The growing body of research has been enough to convince experts that working out at night might not so terrible after all. In fact, if you normally have trouble sleeping, late-day workouts could be especially beneficial. That’s because your body temperature spikes when you’re active, but the drop that occurs once you slow down could actually cause you to feel sleepy.

Making your workout schedule work for you:

To reap the benefits of exercise (sleep-related and otherwise), consistency is key. This means that the best time of day to work out is whatever one you’re able to stick with on a regular basis.

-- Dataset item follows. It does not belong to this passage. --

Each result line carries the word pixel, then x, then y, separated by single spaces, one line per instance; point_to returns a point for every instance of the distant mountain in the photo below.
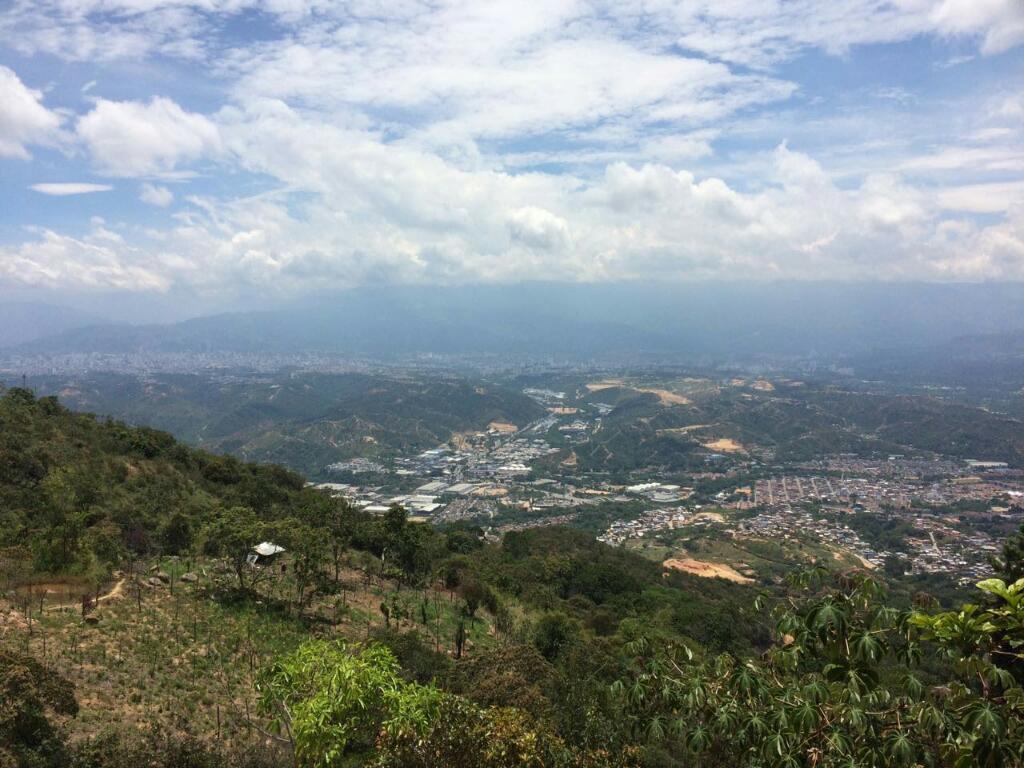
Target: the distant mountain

Of course, that’s one of the reasons why morning exercise routines tend to be so popular. When you force yourself to wake up at the crack of dawn to get to CrossFit, there’s little going on to distract or sidetrack your efforts. And if that works, great! But if you end up hitting the snooze button repeatedly and feel sleepy and sluggish throughout your workout, maybe AM sweat sessions aren’t for you — and that’s OK too.

So if morning workouts don’t feel good or don’t work for your schedule, feel free to experiment with exercising later in the day. You might naturally feel more energetic in the afternoon or early evening, since that’s actually the time of day when your endurance and body temperature tend to peak. Everyone’s sleep is affected by different things, so you might find that you’re able to do spin class at 8PM and fall asleep by 10 without a problem, even though your friend swears she can’t work out anytime after 6.

And if you like the idea of exercising later but it still leaves you tossing and turning? Try moving your workouts around by 30 minutes or an hour until you find your sweet spot. After some trial and error, you’ll find the routine that works right for you.